L’un des principaux défis est le faible taux de recyclage observé dans le secteur. Selon une étude récente publiée par Hospimedia, à peine 20 % des déchets médico-sociaux sont recyclés en France. Ce pourcentage reste bien en deçà des performances attendues par les objectifs nationaux de valorisation des déchets. Par comparaison, le secteur tertiaire classique atteint près de 50 % de recyclage pour les déchets similaires (bureautiques, cartons, plastiques).

Une autre difficulté réside dans la qualité hétérogène du tri au sein des établissements. Notamment pour les DASRI, les erreurs persistent, comme l’évacuation de déchets non infectieux via les filières coûteuses des déchets à risque infectieux. De telles pratiques augmentent inutilement les coûts et compliquent le traitement aval. Pire encore, le tri insuffisant peut engendrer des risques graves pour les travailleurs des filières de gestion, exposés à des objets tranchants ou à des substances chimiques mal triées.

Le coût global de gestion constitue également un frein majeur à l’amélioration des pratiques. Avec la hausse des tarifs du traitement des déchets — notamment une augmentation de la taxe générale sur les activités polluantes (TGAP) en 2024, qui touche les collectivités et les entreprises de gestion —, les institutions doivent absorber des charges de plus en plus lourdes.

Enfin, la réglementation évolutive impose aux établissements des contraintes complexes à mettre en œuvre. Entre la gestion des données de traçabilité des DASRI, les obligations de répartition par centre et de reporting sur les volumes, ou encore l’intégration des nouvelles directives européennes, les professionnels doivent constamment s’adapter. Cette surcharge administrative peut réduire leur capacité à se concentrer sur la sensibilisation ou les solutions innovantes.

Solutions pour une gestion responsable et durable

Pour relever ces défis tout en limitant les impacts financiers et environnementaux, plusieurs pistes de solutions peuvent être explorées par les établissements médico-sociaux.

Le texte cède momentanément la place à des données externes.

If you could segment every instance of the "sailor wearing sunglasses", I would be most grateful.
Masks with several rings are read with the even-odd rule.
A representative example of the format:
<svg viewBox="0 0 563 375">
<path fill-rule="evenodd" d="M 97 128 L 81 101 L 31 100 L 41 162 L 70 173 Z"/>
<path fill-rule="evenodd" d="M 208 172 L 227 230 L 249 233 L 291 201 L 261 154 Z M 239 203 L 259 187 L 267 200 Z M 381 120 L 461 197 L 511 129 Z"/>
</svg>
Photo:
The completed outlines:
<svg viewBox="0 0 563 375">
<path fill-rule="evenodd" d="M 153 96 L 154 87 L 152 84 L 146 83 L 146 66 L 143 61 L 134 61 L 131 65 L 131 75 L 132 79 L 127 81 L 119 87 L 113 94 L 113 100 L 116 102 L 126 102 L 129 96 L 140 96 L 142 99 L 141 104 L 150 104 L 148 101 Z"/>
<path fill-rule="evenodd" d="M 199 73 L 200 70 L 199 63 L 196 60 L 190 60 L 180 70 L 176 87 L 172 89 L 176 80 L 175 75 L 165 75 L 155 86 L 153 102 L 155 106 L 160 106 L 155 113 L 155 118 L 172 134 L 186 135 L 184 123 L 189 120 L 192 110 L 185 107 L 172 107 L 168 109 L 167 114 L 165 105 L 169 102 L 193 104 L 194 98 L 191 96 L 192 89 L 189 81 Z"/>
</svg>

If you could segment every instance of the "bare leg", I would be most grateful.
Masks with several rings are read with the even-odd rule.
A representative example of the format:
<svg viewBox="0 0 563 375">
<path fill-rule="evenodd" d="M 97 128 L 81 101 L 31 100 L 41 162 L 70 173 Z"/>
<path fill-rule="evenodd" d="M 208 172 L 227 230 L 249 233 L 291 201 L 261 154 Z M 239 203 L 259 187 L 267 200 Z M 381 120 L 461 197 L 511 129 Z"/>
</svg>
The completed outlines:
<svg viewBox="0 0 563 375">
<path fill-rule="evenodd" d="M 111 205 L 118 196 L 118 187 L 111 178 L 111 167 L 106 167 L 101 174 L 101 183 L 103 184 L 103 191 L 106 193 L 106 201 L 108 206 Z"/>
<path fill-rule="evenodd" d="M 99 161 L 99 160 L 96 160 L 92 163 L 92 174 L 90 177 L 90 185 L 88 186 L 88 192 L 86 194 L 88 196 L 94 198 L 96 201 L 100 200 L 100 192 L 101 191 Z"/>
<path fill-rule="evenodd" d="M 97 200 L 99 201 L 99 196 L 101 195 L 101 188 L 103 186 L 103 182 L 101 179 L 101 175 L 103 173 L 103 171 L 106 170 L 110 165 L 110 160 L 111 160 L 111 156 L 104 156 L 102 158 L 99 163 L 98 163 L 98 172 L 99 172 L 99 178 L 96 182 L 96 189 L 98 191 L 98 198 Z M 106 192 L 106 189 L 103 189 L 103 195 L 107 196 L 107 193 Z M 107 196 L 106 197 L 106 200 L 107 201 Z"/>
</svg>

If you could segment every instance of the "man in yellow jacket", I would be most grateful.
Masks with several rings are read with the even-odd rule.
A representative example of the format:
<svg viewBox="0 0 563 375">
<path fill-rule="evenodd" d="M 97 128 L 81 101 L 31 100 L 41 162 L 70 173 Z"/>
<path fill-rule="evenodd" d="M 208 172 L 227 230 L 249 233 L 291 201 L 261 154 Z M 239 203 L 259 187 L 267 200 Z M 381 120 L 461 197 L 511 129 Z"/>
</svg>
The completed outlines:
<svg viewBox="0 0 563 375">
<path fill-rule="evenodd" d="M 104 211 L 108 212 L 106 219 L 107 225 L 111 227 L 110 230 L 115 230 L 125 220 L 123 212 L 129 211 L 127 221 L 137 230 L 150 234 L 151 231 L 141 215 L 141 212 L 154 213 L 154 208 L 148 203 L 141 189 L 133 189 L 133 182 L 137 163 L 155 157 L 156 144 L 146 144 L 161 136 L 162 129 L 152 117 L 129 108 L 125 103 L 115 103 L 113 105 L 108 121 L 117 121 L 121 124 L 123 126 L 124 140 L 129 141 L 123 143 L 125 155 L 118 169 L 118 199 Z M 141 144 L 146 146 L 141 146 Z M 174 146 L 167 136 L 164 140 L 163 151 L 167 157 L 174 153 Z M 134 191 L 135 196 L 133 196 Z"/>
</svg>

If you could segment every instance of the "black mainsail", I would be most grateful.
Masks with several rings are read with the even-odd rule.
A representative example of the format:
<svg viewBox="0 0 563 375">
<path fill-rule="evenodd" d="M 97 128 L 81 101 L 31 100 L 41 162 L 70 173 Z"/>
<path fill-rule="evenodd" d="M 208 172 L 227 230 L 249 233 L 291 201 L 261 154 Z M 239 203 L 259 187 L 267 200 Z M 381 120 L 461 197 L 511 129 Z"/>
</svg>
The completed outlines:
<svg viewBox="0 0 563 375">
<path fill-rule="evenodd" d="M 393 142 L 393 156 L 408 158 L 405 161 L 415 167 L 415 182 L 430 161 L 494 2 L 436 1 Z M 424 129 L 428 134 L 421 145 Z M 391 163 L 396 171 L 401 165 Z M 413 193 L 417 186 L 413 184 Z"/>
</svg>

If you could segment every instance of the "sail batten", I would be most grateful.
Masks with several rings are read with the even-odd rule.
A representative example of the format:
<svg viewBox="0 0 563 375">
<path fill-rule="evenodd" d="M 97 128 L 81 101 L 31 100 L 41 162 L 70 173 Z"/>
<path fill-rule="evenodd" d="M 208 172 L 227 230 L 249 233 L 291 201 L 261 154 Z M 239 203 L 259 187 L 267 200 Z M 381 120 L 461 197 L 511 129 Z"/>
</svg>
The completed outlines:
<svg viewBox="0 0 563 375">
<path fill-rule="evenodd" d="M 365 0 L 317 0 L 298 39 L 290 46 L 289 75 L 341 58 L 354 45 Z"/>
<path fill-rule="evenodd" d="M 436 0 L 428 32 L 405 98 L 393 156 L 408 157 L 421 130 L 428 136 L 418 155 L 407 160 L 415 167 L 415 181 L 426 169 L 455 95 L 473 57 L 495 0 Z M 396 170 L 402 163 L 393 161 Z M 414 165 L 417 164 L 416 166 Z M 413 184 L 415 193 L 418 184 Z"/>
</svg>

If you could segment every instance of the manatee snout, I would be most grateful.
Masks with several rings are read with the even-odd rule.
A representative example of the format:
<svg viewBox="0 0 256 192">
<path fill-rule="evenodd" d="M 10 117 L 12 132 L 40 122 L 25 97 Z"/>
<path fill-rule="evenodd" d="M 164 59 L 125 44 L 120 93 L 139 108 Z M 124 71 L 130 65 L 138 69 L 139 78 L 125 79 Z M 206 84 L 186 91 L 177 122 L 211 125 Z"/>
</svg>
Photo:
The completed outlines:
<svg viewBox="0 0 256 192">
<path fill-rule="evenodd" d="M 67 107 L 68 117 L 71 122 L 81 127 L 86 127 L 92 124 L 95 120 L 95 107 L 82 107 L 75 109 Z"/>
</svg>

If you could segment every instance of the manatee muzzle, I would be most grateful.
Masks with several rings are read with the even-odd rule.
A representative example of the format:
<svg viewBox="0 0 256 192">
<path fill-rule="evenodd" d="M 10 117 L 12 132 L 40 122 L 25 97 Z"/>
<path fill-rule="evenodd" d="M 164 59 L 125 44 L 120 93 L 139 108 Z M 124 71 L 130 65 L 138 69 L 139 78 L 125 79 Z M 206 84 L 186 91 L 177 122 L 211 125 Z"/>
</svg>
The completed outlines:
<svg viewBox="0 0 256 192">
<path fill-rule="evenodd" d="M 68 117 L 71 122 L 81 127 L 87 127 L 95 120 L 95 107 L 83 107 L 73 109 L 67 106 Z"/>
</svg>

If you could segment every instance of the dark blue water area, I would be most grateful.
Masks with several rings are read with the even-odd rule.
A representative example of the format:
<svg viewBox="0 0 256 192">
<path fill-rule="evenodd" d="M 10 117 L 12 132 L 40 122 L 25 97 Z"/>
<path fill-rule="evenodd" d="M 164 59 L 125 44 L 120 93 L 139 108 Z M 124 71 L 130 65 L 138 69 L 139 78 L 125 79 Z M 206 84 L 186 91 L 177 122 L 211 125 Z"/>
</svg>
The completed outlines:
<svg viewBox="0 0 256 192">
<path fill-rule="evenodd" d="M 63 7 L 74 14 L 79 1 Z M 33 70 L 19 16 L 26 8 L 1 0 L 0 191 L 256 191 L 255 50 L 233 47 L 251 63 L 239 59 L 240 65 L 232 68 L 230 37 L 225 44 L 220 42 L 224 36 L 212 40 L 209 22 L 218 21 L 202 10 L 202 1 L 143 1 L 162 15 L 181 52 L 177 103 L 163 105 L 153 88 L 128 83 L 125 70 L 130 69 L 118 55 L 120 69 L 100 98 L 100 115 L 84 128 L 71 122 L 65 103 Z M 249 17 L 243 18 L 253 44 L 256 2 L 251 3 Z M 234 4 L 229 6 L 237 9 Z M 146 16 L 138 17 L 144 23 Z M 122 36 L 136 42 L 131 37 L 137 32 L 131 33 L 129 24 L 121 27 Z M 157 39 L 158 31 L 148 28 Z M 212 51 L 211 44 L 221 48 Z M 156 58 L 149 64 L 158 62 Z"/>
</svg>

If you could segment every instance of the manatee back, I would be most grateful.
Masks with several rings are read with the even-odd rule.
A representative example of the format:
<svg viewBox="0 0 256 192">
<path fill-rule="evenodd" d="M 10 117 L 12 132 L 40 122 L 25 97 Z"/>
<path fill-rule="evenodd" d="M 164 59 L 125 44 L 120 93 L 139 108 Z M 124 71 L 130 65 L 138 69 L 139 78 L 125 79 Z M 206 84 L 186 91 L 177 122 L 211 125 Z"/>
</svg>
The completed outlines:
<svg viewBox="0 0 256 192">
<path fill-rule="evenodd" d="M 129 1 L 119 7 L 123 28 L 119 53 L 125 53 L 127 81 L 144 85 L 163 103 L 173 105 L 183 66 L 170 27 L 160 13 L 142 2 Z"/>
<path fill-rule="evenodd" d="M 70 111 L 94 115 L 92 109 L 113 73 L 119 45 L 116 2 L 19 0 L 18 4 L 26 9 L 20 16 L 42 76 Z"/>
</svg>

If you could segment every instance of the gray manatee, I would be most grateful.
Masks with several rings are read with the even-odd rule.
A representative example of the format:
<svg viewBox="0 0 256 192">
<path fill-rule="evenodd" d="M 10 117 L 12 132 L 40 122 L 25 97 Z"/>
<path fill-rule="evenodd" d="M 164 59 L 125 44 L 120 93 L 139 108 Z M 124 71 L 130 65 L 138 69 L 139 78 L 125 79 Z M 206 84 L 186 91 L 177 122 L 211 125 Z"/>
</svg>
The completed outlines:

Une optimisation du tri à la source représente une étape essentielle. En responsabilisant les personnels soignants, techniques et administratifs, les établissements peuvent réduire les erreurs de tri et améliorer leur performance globale. Une meilleure séparation des flux permettra d’orienter les déchets recyclables ou valorisables vers des filières adaptées, réduisant ainsi la dépendance aux traitements coûteux.

La formation des employés constitue également un levier indispensable. Des modules spécifiques sur les types de déchets, le tri ou encore les risques associés aux DASRI permettent d’éviter les mauvaises pratiques et de pérenniser les améliorations. Les campagnes d’information pour les résidents, leurs familles ou les visiteurs jouent également un rôle clé pour introduire une culture de la réduction des déchets.

Les technologies innovantes commencent aussi à transformer le secteur. Par exemple, des solutions locales de valorisation thermique des DASRI permettent de produire de l’énergie directement au sein des établissements. Ces installations, bien que coûteuses à mettre en place, peuvent générer des économies à long terme tout en limitant la pollution liée aux déplacements des déchets traités.

Enfin, les démarches de mutualisation pourraient s’avérer particulièrement efficaces. En regroupant leurs ressources, plusieurs établissements peuvent réduire leurs coûts globaux, notamment pour le transport ou la contractualisation avec des prestataires de gestion de déchets. Ces initiatives sont déjà expérimentées dans certaines zones rurales ou périurbaines avec des résultats prometteurs.